The Baseball community has already embraced Jackie as an American Legend and we honor him every April 15 as we celebrate Jackie Robinson Day. Baseball remembers the day he broke baseball’s color barrier line and tries to use April 15 to carry his spirit and message of courage and determination as a reminder to all its players and fans of the struggles that Jackie went through to pave the way of our favorite baseball players.

The fact that the movie centers only on 1946 and ’47 does not give Robinson’s life any justice. The movie doesn’t mention anything about Jackie being forced to take all the hate and racial slurs for 2 years. It doesn’t make any reference to 1949, when he was allowed to speak his mind, when the Dodgers brought in Roy Campanella and Don Newcombe, making them the first African American battery in Major League Baseball. It doesn’t mention how in 1949, he was the National Leagues’ MVP.

Jackie Robinson would soon understand that he was a commodity for baseball, saying, “America’s favorite color is green.” And, “Money is America’s God.”

What the film failed to show was Jackie Robinson’s involvement in the Civil Rights Movement. Before, Rosa Parks refused to sit in the back of the bus, Jackie had done the same thing in 1945 and got court martial for it. The film made a brief reference but could’ve gone a little further.
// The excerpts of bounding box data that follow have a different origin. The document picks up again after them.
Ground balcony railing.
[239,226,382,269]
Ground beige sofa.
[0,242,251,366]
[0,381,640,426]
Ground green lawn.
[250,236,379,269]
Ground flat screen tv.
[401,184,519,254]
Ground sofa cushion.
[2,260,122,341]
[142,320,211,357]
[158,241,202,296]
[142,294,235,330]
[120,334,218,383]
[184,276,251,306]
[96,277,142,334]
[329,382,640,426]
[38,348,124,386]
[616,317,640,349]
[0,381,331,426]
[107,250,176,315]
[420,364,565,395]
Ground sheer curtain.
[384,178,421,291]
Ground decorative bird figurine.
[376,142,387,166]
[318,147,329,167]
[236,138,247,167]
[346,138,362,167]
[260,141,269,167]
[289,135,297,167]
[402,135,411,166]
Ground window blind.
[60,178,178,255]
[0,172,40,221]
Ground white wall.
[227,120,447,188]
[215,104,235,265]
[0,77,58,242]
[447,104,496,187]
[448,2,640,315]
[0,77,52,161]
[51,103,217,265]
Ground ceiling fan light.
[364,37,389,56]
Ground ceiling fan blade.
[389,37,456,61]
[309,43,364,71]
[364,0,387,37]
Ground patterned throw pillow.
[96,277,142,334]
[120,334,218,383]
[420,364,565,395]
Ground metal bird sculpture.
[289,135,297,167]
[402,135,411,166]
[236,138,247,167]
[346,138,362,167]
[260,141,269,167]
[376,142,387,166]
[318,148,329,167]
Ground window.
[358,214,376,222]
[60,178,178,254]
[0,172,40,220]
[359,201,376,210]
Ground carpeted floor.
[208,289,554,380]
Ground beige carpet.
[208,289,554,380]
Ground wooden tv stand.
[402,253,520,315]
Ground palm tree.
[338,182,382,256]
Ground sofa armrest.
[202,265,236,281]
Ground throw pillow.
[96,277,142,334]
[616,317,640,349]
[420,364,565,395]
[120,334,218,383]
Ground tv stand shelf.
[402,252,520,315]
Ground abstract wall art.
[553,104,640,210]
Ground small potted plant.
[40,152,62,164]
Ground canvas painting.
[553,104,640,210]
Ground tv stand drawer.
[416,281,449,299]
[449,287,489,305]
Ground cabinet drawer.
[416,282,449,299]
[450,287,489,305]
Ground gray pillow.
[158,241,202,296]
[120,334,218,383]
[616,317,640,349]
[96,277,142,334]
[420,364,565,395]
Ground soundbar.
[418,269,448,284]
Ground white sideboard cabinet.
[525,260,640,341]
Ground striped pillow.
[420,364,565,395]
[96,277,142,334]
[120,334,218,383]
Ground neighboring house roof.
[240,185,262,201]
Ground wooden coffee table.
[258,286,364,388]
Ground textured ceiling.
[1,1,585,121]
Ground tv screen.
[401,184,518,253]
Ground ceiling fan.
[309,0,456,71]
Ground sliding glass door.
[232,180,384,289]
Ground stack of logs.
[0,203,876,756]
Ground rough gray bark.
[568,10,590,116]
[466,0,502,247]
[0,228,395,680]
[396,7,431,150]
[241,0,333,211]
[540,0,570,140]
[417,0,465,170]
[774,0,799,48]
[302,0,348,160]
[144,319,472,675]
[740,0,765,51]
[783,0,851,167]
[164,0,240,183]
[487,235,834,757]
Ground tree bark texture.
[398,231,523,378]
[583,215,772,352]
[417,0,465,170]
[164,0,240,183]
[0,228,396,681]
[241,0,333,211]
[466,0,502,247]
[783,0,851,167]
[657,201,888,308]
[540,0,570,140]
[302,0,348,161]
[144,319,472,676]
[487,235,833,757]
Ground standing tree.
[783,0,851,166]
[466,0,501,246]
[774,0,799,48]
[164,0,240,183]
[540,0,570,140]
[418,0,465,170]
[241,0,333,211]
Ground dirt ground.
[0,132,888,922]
Jackie was a social conscious person who shared the same spirit of Roberto Clemente, as he famously stated, “A life is not important except in the impact it has on other lives.”

Jackie lived by this quote. Now that he was able to speak his mind, Robinson publicly called the New York Yankees, a racist organization for not hiring a black player 5 years after he broke baseball’s apartheid system. After baseball, he was greatly involved in the struggles to better the lives of African Americans. One could see him with Martin Luther King, Jr. and sharing King’s nonviolent strategy on the Civil Rights Movement. He had his differences with Malcolm and those were publicly chronicled.

Jackie Robinson started a construction company to build affordable housing for African Americans. He join other picketers on the front lines protesting the lack of construction jobs given to African Americans. And in his autobiography, I Never Had It Made, he went on to say, “I cannot possibly believe I have it made while so many of my black brothers and sisters are hungry, inadequately housed, insufficiently clothed, denied their dignity as they live in slums or barely exist on welfare. I cannot say I have it made while our country drives full speed ahead to deeper rifts between men and women of varying colors, speeds along a course towards more and more racism.” Robinson later on adds, “I have devoted and dedicated my life to service…till every child can have an equal opportunity in youth and manhood; until hunger is not only immoral but illegal; until hatred is recognized as a disease, a scourge, an epidemic, and treated as such; until racism and sexism and narcotics are conquered and until…that day Jackie Robinson and no one else can say he has it made.”

The movie failed to show this other side of Robinson, the side that would have made non baseball fans understand why Jackie is an American Legend. They would have had several references to why Robinson is one of the unknown American Legends aside from breaking baseball’s color barrier line.

To give 42 justice would have been to make a movie that broadly chronicles Robinson’s life during and after his playing career. A better name for the movie would have been 1947: How Jackie Robinson broke baseball’s apartheid system.